14. Enfin, les frais de justice, s’ils ont été exposés en conséquence directe d’une faute de l’administration, sont susceptibles d’être pris en compte dans le préjudice résultant de l’illégalité fautive imputable à l’administration. Toutefois, lorsque l’intéressé a fait valoir devant le juge une demande fondée sur l’article L. 761-1 du code de justice administrative, le préjudice est intégralement réparé par la décision que prend le juge sur ce fondement. Il n’en va autrement que dans le cas où le demandeur ne pouvait légalement bénéficier de ces dispositions. En l’espèce, M. B sollicite une indemnité à hauteur de 5 434 euros au titre des frais d’avocat exposés pour la défense de ses intérêts. Toutefois, dès lors que l’intéressé présente, dans le cadre de la présente instance, des conclusions sur le fondement des dispositions de l’article L. 761-1 du code de justice administrative, ces préjudices doivent être regardés comme intégralement réparés par la somme allouée en application de ces dispositions par le présent jugement.
Sur les frais liés au litige :
15. Il y a lieu, dans les circonstances de l’espèce, de mettre à la charge de l’Etat une somme de 1 500 euros à verser à M. B en application des dispositions de l’article L. 761-1 du code de justice administrative.
DECIDE :
Article 1er : L’Etat est condamné à verser à M. B la somme de 6 000 euros en réparation du préjudice moral subi par ce dernier.

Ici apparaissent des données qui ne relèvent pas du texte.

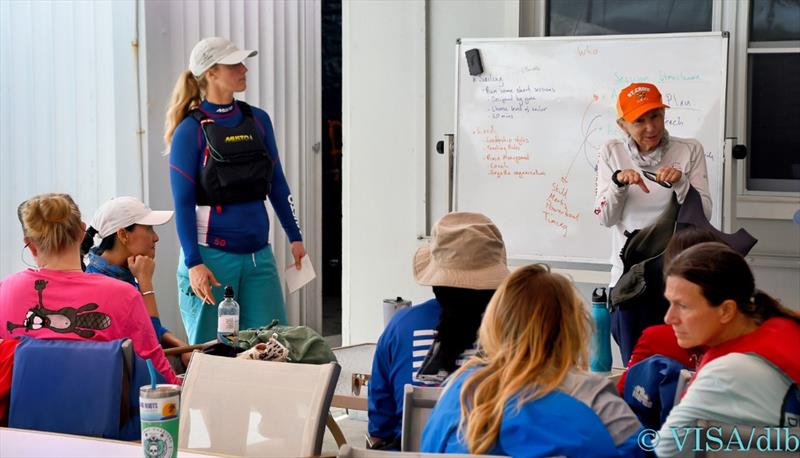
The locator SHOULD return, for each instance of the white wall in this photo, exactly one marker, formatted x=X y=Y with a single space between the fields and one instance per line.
x=383 y=111
x=398 y=60
x=69 y=119
x=388 y=47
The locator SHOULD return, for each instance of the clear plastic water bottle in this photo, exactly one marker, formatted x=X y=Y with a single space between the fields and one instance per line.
x=600 y=351
x=228 y=319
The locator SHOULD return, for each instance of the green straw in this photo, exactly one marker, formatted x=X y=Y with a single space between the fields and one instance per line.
x=152 y=371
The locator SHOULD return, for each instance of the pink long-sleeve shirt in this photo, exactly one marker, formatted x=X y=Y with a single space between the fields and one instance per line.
x=49 y=304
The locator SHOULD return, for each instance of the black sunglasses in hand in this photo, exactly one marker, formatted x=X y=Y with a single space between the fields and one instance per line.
x=652 y=177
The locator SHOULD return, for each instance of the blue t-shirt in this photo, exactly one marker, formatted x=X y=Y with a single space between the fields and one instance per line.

Article 2 : L’Etat versera à M. B la somme de 1 500 euros au titre de l’article L.761-1 du code de justice administrative.
Article 3 : Le surplus des conclusions de la requête est rejeté.
Article 4 : Le présent jugement sera notifié à M. A B, au préfet de police et au ministre de l’intérieur et des outre-mer.
Délibéré après l’audience du 15 juin 2023, à laquelle siégeaient :
M. Gros, président,
M. Feghouli, premier conseiller,
M. Rebellato, premier conseiller.
Rendu public par mise à disposition au greffe le 29 juin 2023.
Le rapporteur, Le président,
M. D
La greffière,
S. PORRINAS
La République mande et ordonne au ministre de l’intérieur et des outre-mer, en ce qui le concerne et à tous commissaires de justice à ce requis en ce qui concerne les voies de droit commun contre les parties privées, de pourvoir à l’exécution de la présente décision.